Apparently the Taliban's incessant bomb attacks on girls' schools are not motivated by females getting an education, but rather their getting the wrong (i.e., secular) education. According to this report, the "talibanization" of Pakistan's youth -- boys and girls --is well underway. And it's not due to poverty.
"Girls’ madrassas expanding at a dramatic rate," from the Daily News, May 16:
1,900 registered madrassas educating almost a quarter of a million girls in country
LAHORE: There are more than 1,900 registered madrassas for girls in Pakistan. And the female madrassas are expanding at a dramatic rate, educating almost a quarter of a million girls and providing more than half of the candidates taking the graduate-level examinations every year.
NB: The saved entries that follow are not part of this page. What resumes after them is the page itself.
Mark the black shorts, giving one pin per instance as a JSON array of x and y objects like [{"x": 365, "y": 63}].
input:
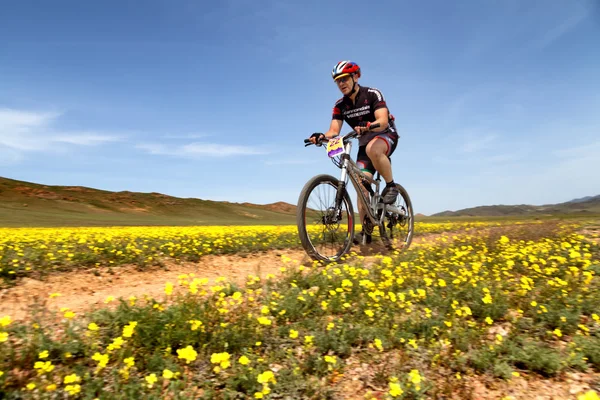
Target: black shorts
[{"x": 362, "y": 159}]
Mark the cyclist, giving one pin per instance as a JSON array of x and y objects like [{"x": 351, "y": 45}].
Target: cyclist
[{"x": 360, "y": 107}]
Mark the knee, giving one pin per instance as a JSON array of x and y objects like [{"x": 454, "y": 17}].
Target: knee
[{"x": 374, "y": 151}]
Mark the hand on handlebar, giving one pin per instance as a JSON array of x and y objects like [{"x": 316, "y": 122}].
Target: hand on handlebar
[
  {"x": 362, "y": 127},
  {"x": 316, "y": 137}
]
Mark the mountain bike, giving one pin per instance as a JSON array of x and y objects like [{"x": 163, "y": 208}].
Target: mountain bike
[{"x": 325, "y": 216}]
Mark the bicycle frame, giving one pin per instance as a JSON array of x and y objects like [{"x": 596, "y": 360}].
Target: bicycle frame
[{"x": 351, "y": 170}]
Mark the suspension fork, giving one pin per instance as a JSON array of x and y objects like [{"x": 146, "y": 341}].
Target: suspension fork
[{"x": 339, "y": 196}]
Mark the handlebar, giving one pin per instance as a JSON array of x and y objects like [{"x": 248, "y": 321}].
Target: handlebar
[{"x": 350, "y": 135}]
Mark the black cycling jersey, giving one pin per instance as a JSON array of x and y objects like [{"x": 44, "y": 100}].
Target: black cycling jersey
[{"x": 363, "y": 109}]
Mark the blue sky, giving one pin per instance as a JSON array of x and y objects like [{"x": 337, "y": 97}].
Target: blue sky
[{"x": 496, "y": 101}]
The madrassas are experiencing a boom thanks to the failures of the public education system and an increasing appetite in the lower middle class for traditional Islamic values.
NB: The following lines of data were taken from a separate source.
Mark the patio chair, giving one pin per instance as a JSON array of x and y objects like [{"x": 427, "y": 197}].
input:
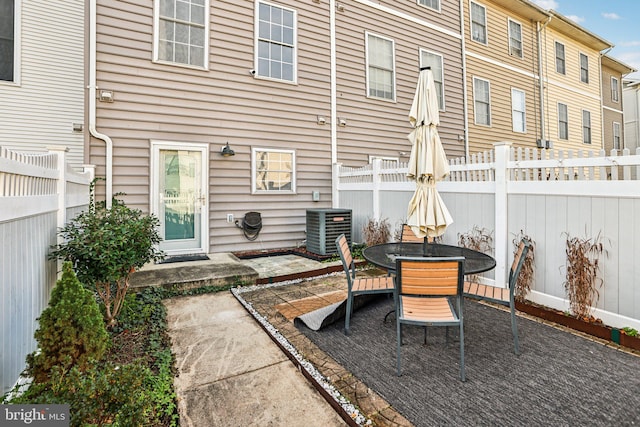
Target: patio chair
[
  {"x": 359, "y": 285},
  {"x": 503, "y": 296},
  {"x": 429, "y": 293}
]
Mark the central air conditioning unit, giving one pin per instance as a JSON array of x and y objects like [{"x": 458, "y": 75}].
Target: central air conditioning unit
[{"x": 323, "y": 228}]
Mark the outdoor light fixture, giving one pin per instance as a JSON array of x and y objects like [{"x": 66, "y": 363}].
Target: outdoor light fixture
[
  {"x": 106, "y": 96},
  {"x": 226, "y": 151}
]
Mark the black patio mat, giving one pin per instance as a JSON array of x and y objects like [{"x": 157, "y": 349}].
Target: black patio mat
[{"x": 559, "y": 379}]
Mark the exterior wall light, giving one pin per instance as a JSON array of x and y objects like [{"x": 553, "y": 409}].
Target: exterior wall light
[{"x": 226, "y": 151}]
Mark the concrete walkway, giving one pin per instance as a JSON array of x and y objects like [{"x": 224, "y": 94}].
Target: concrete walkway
[{"x": 230, "y": 372}]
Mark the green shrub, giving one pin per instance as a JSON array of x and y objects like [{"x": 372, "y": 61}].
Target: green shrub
[
  {"x": 71, "y": 329},
  {"x": 101, "y": 394},
  {"x": 106, "y": 245}
]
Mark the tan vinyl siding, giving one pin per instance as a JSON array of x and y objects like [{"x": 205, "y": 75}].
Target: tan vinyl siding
[
  {"x": 493, "y": 63},
  {"x": 356, "y": 141},
  {"x": 568, "y": 89},
  {"x": 222, "y": 104},
  {"x": 41, "y": 109}
]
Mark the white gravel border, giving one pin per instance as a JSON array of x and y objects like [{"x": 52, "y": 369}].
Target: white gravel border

The boom in female madrassas has led to the funding of a project to examine their impact. An Oxford academic, Dr Masooda Bano, has received more than £400,000 from the Economic and Social Research Council to study their appeal and their students.
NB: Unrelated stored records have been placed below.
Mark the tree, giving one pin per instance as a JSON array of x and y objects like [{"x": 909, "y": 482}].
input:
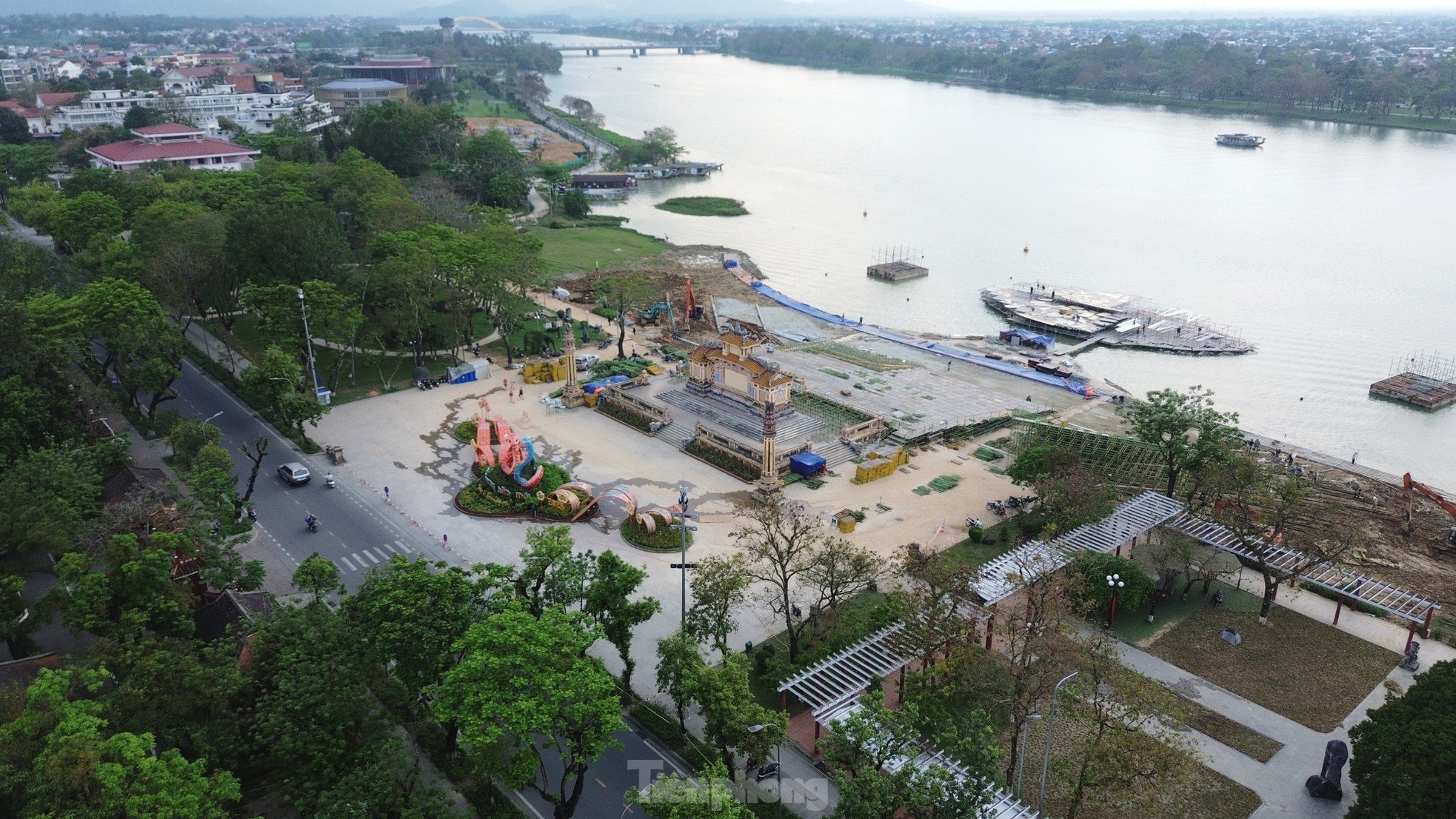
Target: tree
[
  {"x": 69, "y": 767},
  {"x": 1406, "y": 749},
  {"x": 128, "y": 591},
  {"x": 417, "y": 612},
  {"x": 707, "y": 796},
  {"x": 277, "y": 384},
  {"x": 729, "y": 712},
  {"x": 874, "y": 738},
  {"x": 609, "y": 601},
  {"x": 720, "y": 588},
  {"x": 318, "y": 576},
  {"x": 621, "y": 294},
  {"x": 76, "y": 221},
  {"x": 782, "y": 543},
  {"x": 510, "y": 696},
  {"x": 1186, "y": 429},
  {"x": 1276, "y": 515},
  {"x": 678, "y": 668}
]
According to the latest statistics, nearly 236,000 girls are studying in the madrassas. The girls exceed males in academic achievement so that a greater number register for graduate examination. They also have a higher pass rate.
The madrassas charge fees. The number of unregistered madrassas could be much higher. Bano said, “Parents who send their daughters to madrassas are lower middle class. The girls who enter are aged between 16 and 20. Most say it was their choice. There is an emergence of a very conservative value system. Madrassas promote traditional roles for women and students feel confident about their position in society. You cannot associate this phenomena with poverty.”
She says the madrassas give women economic and social opportunities.
As part of her research, she will explore the links between the growth of female madrassas and religious militancy. Part of her work will focus on Jamia Hafsa, attached to the Red Mosque in Islamabad.